October 3, 2008

the vp debate

I don't understand the reaction to the VP debate. Biden had a lot of great moments: reclaiming the 'ordinary guy' mantle by talking about raising kids alone after his wife died, saying that McCain was no maverick on the things that count, saying on climate change that "if you don't understand what the cause is, it's impossible to come up with a solution." Palin kept it to no more than about three total melt-downs into incoherence, each of which came when she neither answered the question asked nor shifted entirely to a different topic, but rather talked around the question. Her attempt at telling us her Achilles heel was a notable example of this. Gwen Ifill was unbelievably tame, not pushing either candidate to give a straight answer to any question - though Biden actually did answer every question, at least briefly, so she could only have pushed Palin much.

So far so good, and nothing the blogs and newspapers aren't talking about. But for my money, Biden's best moment was his closing statement, which I'm putting below. It starts at about 1:38, and it hits all the right notes - a story about his dad in Scranton, an appeal to America to 'get up together', and 'may God protect our troops,' which coming from an observant Catholic with a son in the military sounds utterly sincere.

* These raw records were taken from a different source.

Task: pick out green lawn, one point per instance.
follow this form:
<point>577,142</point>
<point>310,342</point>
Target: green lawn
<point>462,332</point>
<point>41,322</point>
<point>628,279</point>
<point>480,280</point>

The most extraordinary moment in the debate, though, goes not to any of the absurd things Palin said about Obama's record (for a partial list of things she lied about, check here) or Biden dismantling McCain or even Palin saying how wonderful it is that "We both love Israel!", but to the same-sex marriage question. Here's Biden's response, in print, to whether benefits should be extended to same-sex couples:

"Absolutely. Do I support granting same-sex benefits? Absolutely positively. Look, in an Obama-Biden administration, there will be absolutely no distinction from a constitutional standpoint or a legal standpoint between a same-sex and a heterosexual couple.

"The fact of the matter is that under the Constitution we should be granted -- same-sex couples should be able to have visitation rights in the hospitals, joint ownership of property, life insurance policies, et cetera. That's only fair.

"It's what the Constitution calls for. And so we do support it. We do support making sure that committed couples in a same-sex marriage are guaranteed the same constitutional benefits as it relates to their property rights, their rights of visitation, their rights to insurance, their rights of ownership as heterosexual couples do."
Palin's response?
"Well, not if it goes closer and closer towards redefining the traditional definition of marriage between one man and one woman. And unfortunately that's sometimes where those steps lead.

"But I also want to clarify, if there's any kind of suggestion at all from my answer that I would be anything but tolerant of adults in America choosing their partners, choosing relationships that they deem best for themselves, you know, I am tolerant and I have a very diverse family and group of friends and even within that group you would see some who may not agree with me on this issue, some very dear friends who don't agree with me on this issue.

"But in that tolerance also, no one would ever propose, not in a McCain-Palin administration, to do anything to prohibit, say, visitations in a hospital or contracts being signed, negotiated between parties.

"But I will tell Americans straight up that I don't support defining marriage as anything but between one man and one woman, and I think through nuances we can go round and round about what that actually means.

"But I'm being as straight up with Americans as I can in my non- support for anything but a traditional definition of marriage."
Despite Biden's slip - saying "same-sex marriage" when he meant to say unions or something like that - both candidates are basically arguing for same-sex couples to get approximately the benefits of marriage. Which, ok, why don't you just give everyone civil unions and get the government out of the business of marriage altogether? But the fact remains that five years ago, sodomy statutes could be enforced; now, both sides of the ticket support civil unions for gay couples, and it's essentially uncontroversial (at that level - obviously it remains tremendously controversial at the level of, say, referenda). That ain't peanuts.

1 comment:

Andrew said...

Yeah, I was impressed by the straight-forwardness of that exchange, too, and the progress on the issue. And Biden actually said that he thought "what you call it" should up to non-governmental entities such as churches, while providing full civil union benefits...that's not far from the civil-unions-for-everyone position that you and I share.